Scientific classification
- Kingdom: Animalia
- Phylum: Chordata
- Class: Mammalia
- Order: Chiroptera
- Family: Vespertilionidae
- Genus: Myotis
- Species: M. mystacinus
- Binomial name: Myotis mystacinus (Kuhl, 1817)

= Whiskered bat =

- Genus: Myotis
- Species: mystacinus
- Authority: (Kuhl, 1817)
- Conservation status: LC

Species of bat

The whiskered bat (Myotis mystacinus) is a small European bat with long fur. Although uncommon, M. mystacinus is often found around human habitation and around water; it is similar to Brandt's bat (Myotis brandtii), from which it was distinguished as a separate species only in 1970.

==Taxonomy==
The taxonomy of the genus Myotis is "considered to be one of the most challenging topics in European bat systematics", and the species count within the genus and the M. mystacinus group has varied considerably over the years. The analysis of morphological, behavioural, and especially genetic characters have since identified further cryptic species of whiskered bats in the genus Myotis, including Myotis alcathoe (described in 2001 from Europe). Myotis aurascens and Myotis ikonnikovi are other similar species. Myotis hajastanicus was also included in M. mystacinus until recently, but it was differentiated on the base of morphological comparison.

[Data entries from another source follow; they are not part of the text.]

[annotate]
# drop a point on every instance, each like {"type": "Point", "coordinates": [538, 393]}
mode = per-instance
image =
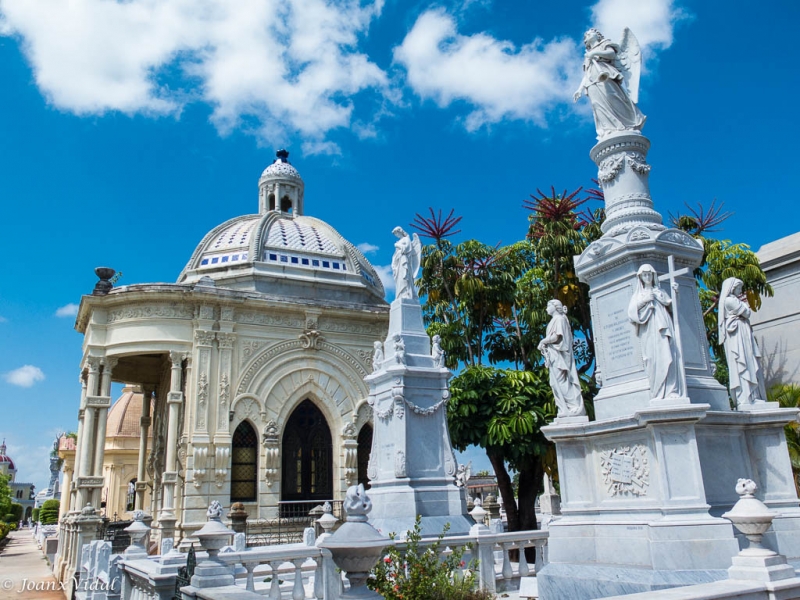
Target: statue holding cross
{"type": "Point", "coordinates": [658, 332]}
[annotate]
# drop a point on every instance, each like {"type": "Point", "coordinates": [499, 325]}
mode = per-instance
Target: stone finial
{"type": "Point", "coordinates": [214, 511]}
{"type": "Point", "coordinates": [102, 287]}
{"type": "Point", "coordinates": [356, 503]}
{"type": "Point", "coordinates": [750, 516]}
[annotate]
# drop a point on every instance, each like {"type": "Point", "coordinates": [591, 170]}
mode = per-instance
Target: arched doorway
{"type": "Point", "coordinates": [364, 449]}
{"type": "Point", "coordinates": [244, 464]}
{"type": "Point", "coordinates": [307, 457]}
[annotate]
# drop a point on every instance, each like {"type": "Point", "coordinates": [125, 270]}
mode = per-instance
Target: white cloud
{"type": "Point", "coordinates": [273, 67]}
{"type": "Point", "coordinates": [498, 79]}
{"type": "Point", "coordinates": [25, 376]}
{"type": "Point", "coordinates": [367, 248]}
{"type": "Point", "coordinates": [385, 273]}
{"type": "Point", "coordinates": [651, 21]}
{"type": "Point", "coordinates": [68, 310]}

As of 2016, three subspecies are accepted:
- M. m. mystacinus, found over most of its range,
- M. m. occidentalis, found in Iberia and Morocco,
- M. m. caucasicus, found in the Caucasus.

== Description ==
It is a small bat, 3.5-4.8 cm long and with a wingspan of 21-24 cm, and weighing 4-8 g. It has long fur that varies in colour from dark brown to golden on the back and greyish on the front.

The frequencies used by M. mystacinus for echolocation are 34–102 kHz, have most energy at 53 kHz, and have an average duration of 3.0 ms.

== Range, habitat and ecology ==
The whiskered bat is a primarily European species, found over large parts of mainland Europe, the United Kingdom, and extending into the Urals. It has also been found in Morocco in northern Africa. It can be found over a wide variety of habitats, including forest, meadows, and semi-desert. It is often found living in urban areas.

It is an insectivore.

== Conservation status ==
The whiskered bat is assessed as a species of least concern by the IUCN due to its wide distribution and lack of significant threats. It is among the most common bat species within its range in Europe.